Beim Landesamt wiederum erfährt man, dass es vor der vermeintlich so plötzlichen Aufhebung des Denkmalschutzes ein mehrwöchiges Verfahren gegeben habe - von dem auch die Untere Denkmalschutzbehörde in München gewusst habe. Der neue Eigentümer konnte, wie Euroboden-Geschäftsführer Stefan Höglmaier mitteilte, "keine Qualitäten feststellen, die eine Denkmaleigenschaft rechtfertigen". Daraufhin trat Euroboden an das Landesamt für Denkmalpflege heran, das den Status der Villa als Baudenkmal überprüfte. Und bei einem Ortstermin feststellte, dass es gravierende Veränderungen an dem Bau gegeben habe: "Damals wurden ohne die dafür nötige denkmalschutzrechtliche Genehmigung Wände und die historischen Fußböden und Decken entfernt", erklärt Landesamts-Sprecherin Beate Zarges. Das sei deshalb so schwerwiegend, weil vor allem die Innenausstattung des Gebäudes der Grund für den Denkmalschutz war und es deshalb "entscheidende Denkmalwerte verloren hatte", so die Sprecherin.

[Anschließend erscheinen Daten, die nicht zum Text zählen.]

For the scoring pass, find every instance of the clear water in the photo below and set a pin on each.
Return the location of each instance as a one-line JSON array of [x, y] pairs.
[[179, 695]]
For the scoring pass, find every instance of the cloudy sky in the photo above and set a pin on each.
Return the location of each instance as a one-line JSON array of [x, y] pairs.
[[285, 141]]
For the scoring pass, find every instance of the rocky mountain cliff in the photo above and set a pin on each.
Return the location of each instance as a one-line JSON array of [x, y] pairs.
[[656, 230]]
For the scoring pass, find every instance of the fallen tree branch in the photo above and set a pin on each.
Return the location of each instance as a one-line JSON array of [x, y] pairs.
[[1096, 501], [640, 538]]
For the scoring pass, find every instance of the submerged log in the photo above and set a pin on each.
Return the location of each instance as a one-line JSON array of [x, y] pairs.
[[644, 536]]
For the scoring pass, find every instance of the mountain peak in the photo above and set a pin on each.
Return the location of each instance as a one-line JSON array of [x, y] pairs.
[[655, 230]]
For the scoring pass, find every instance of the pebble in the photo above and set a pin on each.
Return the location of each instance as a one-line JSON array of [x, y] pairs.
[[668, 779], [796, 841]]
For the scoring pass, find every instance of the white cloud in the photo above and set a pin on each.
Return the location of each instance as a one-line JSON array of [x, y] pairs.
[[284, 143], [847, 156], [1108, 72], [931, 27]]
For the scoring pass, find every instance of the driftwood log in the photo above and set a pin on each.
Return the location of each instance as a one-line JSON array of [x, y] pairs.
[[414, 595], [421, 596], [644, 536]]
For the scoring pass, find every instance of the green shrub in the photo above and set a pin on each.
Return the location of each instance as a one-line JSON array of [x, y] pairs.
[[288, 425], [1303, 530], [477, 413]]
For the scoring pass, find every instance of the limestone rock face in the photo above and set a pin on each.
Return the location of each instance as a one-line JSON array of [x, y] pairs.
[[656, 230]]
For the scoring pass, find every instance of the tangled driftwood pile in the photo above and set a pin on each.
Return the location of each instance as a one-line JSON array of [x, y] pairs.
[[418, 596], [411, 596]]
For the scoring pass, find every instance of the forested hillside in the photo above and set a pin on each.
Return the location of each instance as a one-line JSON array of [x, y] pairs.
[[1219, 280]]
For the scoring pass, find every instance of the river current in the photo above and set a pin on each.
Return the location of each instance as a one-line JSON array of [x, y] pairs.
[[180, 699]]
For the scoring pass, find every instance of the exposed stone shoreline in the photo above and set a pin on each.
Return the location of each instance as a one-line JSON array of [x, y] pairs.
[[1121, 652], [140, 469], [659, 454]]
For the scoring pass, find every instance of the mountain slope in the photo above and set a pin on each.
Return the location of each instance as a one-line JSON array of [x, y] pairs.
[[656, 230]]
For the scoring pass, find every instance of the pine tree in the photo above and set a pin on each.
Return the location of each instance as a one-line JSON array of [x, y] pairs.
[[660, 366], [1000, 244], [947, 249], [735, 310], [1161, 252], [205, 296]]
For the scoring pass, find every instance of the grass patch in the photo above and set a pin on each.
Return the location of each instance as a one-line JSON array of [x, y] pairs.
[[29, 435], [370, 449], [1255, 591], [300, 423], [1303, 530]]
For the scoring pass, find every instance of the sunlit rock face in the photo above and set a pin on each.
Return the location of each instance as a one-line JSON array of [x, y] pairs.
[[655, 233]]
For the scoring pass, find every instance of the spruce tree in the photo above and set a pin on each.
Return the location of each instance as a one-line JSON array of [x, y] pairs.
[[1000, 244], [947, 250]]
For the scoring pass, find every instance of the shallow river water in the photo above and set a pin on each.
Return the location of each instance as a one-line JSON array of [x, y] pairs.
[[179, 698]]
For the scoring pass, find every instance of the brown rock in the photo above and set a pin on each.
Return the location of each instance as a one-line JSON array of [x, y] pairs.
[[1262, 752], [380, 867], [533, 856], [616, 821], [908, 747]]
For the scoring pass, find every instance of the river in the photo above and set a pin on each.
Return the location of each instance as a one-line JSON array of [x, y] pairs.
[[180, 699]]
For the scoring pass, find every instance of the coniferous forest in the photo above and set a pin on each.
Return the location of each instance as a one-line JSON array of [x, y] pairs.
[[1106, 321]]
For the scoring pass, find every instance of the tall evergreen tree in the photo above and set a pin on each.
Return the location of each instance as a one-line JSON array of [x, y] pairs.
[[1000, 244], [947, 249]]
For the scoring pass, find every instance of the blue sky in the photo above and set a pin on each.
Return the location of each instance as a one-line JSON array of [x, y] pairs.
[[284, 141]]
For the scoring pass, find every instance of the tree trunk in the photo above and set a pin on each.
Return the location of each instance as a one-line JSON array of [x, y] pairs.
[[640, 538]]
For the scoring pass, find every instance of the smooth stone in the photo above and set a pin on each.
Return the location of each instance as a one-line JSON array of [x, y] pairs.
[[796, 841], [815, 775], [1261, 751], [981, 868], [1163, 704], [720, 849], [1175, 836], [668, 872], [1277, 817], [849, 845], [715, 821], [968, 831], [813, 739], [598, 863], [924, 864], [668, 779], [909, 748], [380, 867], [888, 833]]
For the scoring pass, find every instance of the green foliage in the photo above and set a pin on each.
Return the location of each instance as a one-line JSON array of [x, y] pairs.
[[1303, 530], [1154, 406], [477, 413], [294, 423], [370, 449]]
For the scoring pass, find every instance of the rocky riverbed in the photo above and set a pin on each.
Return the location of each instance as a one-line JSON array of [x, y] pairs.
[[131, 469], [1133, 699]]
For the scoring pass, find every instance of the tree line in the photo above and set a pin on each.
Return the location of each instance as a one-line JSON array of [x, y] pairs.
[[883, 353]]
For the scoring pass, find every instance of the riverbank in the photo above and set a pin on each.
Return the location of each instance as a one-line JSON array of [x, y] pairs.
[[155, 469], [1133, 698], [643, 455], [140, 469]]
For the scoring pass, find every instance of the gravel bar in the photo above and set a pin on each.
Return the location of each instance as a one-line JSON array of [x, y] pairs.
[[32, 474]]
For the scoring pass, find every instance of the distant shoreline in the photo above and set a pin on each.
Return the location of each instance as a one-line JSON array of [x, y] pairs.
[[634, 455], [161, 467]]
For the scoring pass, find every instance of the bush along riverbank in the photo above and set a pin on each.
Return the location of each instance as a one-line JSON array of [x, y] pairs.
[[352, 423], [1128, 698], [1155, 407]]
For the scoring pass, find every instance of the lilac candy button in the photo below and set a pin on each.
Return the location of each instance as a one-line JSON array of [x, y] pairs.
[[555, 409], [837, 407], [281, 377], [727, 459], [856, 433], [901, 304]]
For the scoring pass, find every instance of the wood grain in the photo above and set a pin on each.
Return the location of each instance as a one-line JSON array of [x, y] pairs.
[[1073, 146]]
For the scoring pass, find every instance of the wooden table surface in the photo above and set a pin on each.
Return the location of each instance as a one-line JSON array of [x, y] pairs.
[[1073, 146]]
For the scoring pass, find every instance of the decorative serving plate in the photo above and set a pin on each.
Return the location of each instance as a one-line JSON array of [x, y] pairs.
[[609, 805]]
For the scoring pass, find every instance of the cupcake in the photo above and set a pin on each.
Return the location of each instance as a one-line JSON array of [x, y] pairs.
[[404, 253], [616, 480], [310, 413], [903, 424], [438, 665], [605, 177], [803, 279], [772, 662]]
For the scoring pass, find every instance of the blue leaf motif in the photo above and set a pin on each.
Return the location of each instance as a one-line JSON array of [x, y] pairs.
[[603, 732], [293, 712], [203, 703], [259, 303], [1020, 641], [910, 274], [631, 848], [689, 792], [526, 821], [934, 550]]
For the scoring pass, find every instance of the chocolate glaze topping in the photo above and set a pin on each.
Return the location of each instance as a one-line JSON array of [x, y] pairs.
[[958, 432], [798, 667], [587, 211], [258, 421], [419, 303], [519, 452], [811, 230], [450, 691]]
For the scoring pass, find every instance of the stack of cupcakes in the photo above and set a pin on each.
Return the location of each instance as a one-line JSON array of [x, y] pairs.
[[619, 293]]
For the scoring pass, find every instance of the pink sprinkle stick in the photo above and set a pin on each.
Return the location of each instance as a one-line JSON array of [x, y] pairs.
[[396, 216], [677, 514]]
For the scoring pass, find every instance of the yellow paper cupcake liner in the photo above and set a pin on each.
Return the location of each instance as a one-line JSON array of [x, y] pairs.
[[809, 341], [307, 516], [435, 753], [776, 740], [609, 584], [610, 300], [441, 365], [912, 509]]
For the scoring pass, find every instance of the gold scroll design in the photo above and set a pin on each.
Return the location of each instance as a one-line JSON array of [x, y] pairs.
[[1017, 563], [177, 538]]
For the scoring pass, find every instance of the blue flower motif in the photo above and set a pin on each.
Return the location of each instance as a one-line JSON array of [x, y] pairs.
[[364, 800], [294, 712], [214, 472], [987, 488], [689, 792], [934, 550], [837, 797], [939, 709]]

"Ein Stück Kultur zum Wohnen" für eine handverlesene Klientel

Dass der Schwarze Peter nun beim Landesamt landen soll, weil dieses dem gesetzlichen Auftrag entsprechend die Villa aus der Liste gestrichen hat, kann Zarges nicht nachvollziehen: "Auf eine erste Anfrage im November hin teilte uns die Untere Denkmalschutzbehörde mit, dass sie keine Informationen zu den baulichen Veränderungen oder einem damaligen Erlaubnisverfahren habe." Erst drei Wochen nach Aufhebung des Denkmalschutzes und nachdem die Anwohner wegen des Vermessungstermins alarmiert waren, habe sich die Untere Denkmalschutzbehörde wieder beim Landesamt gemeldet. "Nun teilte man uns mit, dass eben doch Informationen aus dem Jahr 1986 vorlägen", erklärt Zarges. Diese angeforderten Dokumente seien aber bis heute nicht beim Landesamt eingegangen. Wohl auch deshalb, weil es sich dabei um Genehmigungen handelt, die den Anbau eines Wintergartens und Fensterumbauten betreffen - und die im Landesamt selbst längst bekannt sind.

"Über Änderungen des Innenausbaus liegen bei uns auch keine Informationen vor", stellt Schilde vom Planungsreferat klar. Man habe aber eine "vehemente Bitte" an die übergeordnete Behörde gestellt, die Entscheidung noch einmal zu überdenken. "Schließlich ist die Villa ein ganz typisches Gebäude für diese Gegend und unserer Meinung nach allein deshalb erhaltenswert", sagt Schilde.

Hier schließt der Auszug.